En France, après l'adoption de la loi sur le Renseignement en juin 2015, les fournisseurs d'accès Internet étaient montés au créneau dans la foulée en regrettant la décision du Conseil Constitutionnel de valider le recours à des techniques de renseignement longue durée. Plus récemment, les Sages ont de nouveau été saisis sur cette loi, par la Quadrature du Net et d'autres organisations, sur un article portant cette fois sur la surveillance des communications hertziennes qui a été, de fait, jugé non conforme à la constitution. L'arrêt communiqué le 21 décembre par la Cour de Justice de l'Union européenne devrait donc être également examiné de près dans l'Hexagone.

La loi autorise toutefois une conservation ciblée de certaines données

La décision prise hier par la CJUE vient effectivement rappeler que la législation de l'UE interdit la conservation globale et aveugle des données de trafic et des données de localisation. En cela, elle remet en question les lois britanniques de 2014 et de 2016. La CJUE a cependant laissé une certaine marge de manœuvre au gouvernement anglais, estimant par ailleurs que « la loi autorise la conservation ciblée de certaines données dans le but de lutter contre les crimes graves, à condition que les gouvernements limitent cette conservation aux données strictement nécessaires ». « Dans tous les cas, les données conservées doivent rester dans l'UE et une autorité indépendante doit examiner toutes les demandes d'accès à ces données », a encore précisé la Cour de Justice de l’UE.

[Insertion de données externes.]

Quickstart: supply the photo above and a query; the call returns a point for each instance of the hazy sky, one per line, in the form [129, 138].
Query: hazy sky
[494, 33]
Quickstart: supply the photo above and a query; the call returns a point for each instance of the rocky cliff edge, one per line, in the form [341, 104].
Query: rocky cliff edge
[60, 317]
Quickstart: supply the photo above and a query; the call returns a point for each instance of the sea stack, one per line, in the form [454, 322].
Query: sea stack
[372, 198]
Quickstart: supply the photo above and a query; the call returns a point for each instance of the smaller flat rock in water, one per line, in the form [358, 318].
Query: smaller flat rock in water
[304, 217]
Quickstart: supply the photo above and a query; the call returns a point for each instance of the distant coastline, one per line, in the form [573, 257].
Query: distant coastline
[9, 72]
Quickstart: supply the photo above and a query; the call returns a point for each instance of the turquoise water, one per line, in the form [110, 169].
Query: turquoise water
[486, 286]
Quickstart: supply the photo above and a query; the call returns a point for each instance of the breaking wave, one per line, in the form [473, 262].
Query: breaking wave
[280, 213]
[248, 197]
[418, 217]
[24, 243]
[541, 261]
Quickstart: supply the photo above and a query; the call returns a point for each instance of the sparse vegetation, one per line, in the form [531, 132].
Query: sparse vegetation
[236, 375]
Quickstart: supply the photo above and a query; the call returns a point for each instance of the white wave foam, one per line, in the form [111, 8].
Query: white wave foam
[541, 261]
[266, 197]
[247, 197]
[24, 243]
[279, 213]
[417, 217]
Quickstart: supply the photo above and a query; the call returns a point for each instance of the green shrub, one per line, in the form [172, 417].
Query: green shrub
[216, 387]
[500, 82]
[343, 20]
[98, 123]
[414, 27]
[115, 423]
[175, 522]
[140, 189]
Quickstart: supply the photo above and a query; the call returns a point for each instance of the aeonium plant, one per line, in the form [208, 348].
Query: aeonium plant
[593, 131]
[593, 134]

Outre-Manche, Camilla Graham Wood, juriste pour le groupe de pression International Privacy, estime pour sa part que, tout comme la loi précédente, la nouvelle loi Powers Act sur les pouvoirs d'enquête n’offre pas les garanties nécessaires et elle a demandé au gouvernement britannique de résoudre cette question sans délai afin que l'accès aux données soit dûment autorisé. « Le tribunal a reconnu à juste titre que nos données de communication ne sont pas moins sensibles que le contenu de nos communications. C'est quelque chose que le gouvernement britannique a délibérément ignoré, permettant à un grand nombre d'organismes publics d'accéder à nos données personnelles sans mandat », a-t-elle déclaré. Cette position de la CJUE sur la conservation des données est relativement récente. La législation de l'UE autorisait - et même exigeait - une conservation beaucoup plus large des données de communication. Mais, suite à la plainte déposée en 2014 par le groupe de défense irlandais Digital Rights Ireland, la CJUE a invalidé la directive de 2006 sur la conservation des données en raison de son incompatibilité avec les droits fondamentaux relatifs au respect de la vie privée et de la protection des données à caractère personnel.